名古屋画廊(名古屋)2019年10月2〜12日、市川政憲(元愛知県美術館長,元茨城県近代美術館長)  

 個展の案内が届き、写真の絵を見ながら、一年前に画廊で見た絵がどんなであったかを想い出せないでいる。いま手にとる写真の絵が、あなたの絵であることに頷きながら、なんとも歯痒い。そして、この「想い出せない」ということについて考え始める。

 あなたの絵を、記憶できない絵、と言ってみる。想い出せないのは、記憶に「刻まれない」からだと。記憶ということ自体が問われてもくる。脳に刻まれるのではなく、眼に記憶される、眼の感覚としての記憶ということはないか。〝washable〟。「洗い流せる」、とは眼の記憶なればこそ、何とも言えず脳への労わりが聞こえてくる。私たちの脳は、刻まれる記憶で傷つき硬直化するばかりだから。あなたの絵が脳に「刻まれない」のは、他でもない、色彩により、主題やモチーフ、或はイメージに頼るところがないからだ。色彩は、眼に「触れ」、脳に記憶されないもの、そもそも記憶できないのだ。だから想い出そうとしても再現(再構築)不能。

 色彩は眼に「触れる」。あなたには朝が見え、春が見えていることでしょう。
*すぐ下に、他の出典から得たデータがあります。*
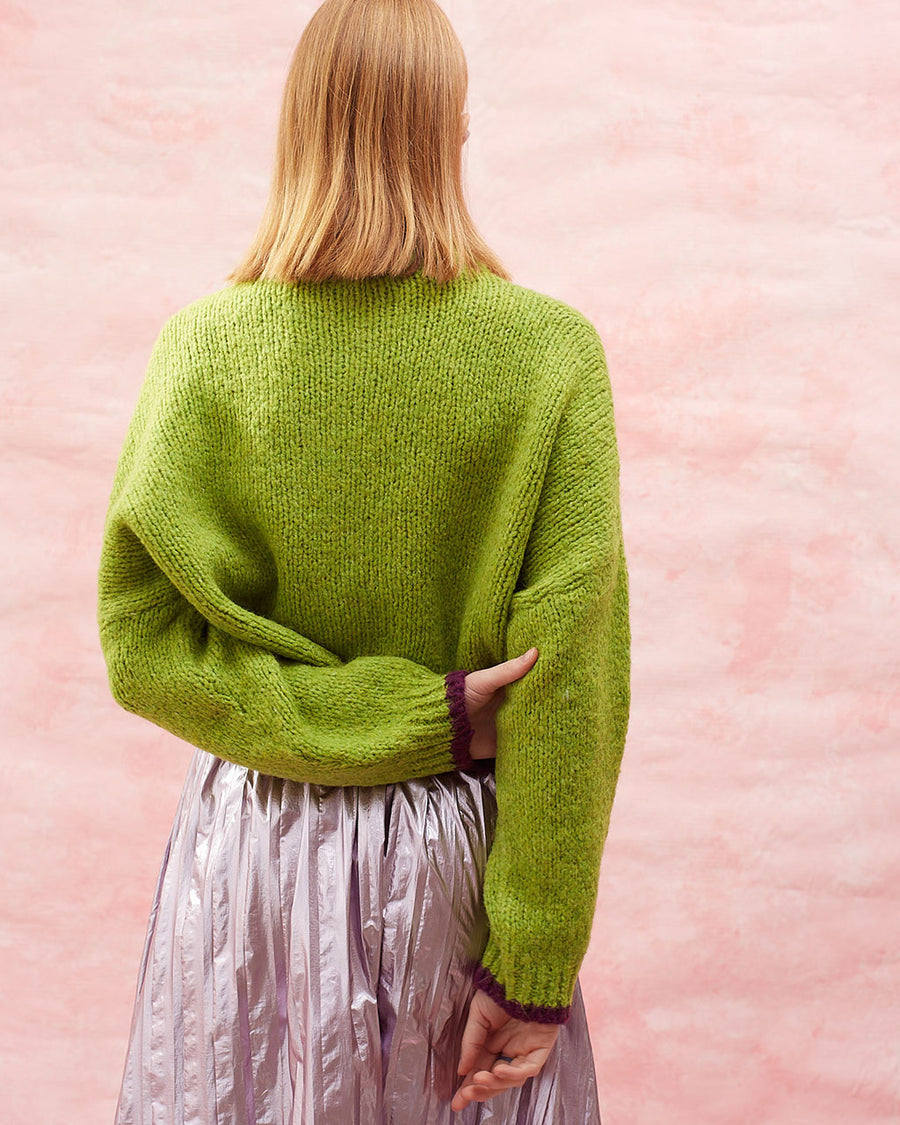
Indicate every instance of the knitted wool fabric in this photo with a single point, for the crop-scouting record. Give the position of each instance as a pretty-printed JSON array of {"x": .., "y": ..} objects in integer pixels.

それは誰にも見えている、だから言葉があるのだが、ココにアソコにあると指差せないから、見えるという実感に意を払わずに、朝を「感じる」とコトバを濁す。そうしてしまうと思考は動かない。朝は間違いなく見えている、透明に眼に触れ、それを呼吸してもいる。その証拠に、この束の間の、夜と昼の境界は、日が顔を出すや見えなくなる。見えなくなるのは、私たちの意識が昼の理性に切り替わるから。記憶の負荷に疲弊した頭脳の視覚は、限りある、形をとってココ、ソコにある「もの」しか見ようとしない。朝とは、私たちが、あらゆる生き物が生き得る、限りなく開かれて、時の外にある世界の純粋な現われとしての透明な空間。隔たりではなく、親密に開かれて在る純粋空間。しかし、他の動物たちと違って、時の世界に、限りを知って生きる私たちだけが、微かな変化のなかにも感知する「あるもの」がある。その影が、透明な純粋空間を色づかせる。だから、「朝」にしても、季節を表わす言葉にしても、何かしら移行の感覚を帯びている。だが、何処へ? 花は、色は、「時間(とき)はゆっくりと落ちていく。」

 対立と閉鎖と限定と別離の、時の世界で、向かい合う運命の理性は、この親密な透明な「空間」を隔たりとして、物を見ようとする。だが、ものを「見る」と言っても、どこまで向き合えているだろうか。記憶の負荷に疲れた知覚でただ習性的に眺めているだけのことではないか。だから、向かい合いを「写実」とか「即物的」と言葉を重ねざるを得ないのではないか。実在するものの表現とは異なる、開かれた自然の純粋な現われ=空間の表現に用意された言葉が、「写生」であろうが、ものに頼らぬ写生を実感させられたことがあっただろうか。

 あなたの絵を想い出せないのは、全き写生であるからかもしれない。想い出せないのは忘れてしまったからではない。そもそも脳に刻まれることのないもの、眼に触れる、私たちの外に開かれた全き世界の入り口であるからではないだろうか。色彩は刻まれない。刻まれないから風化しない。眼の記憶は、風化するはずもない開かれた世界の「風」が孕む振動に甦る。直野宣子の絵はイメージ/記憶とは袂を分かつ全き写生。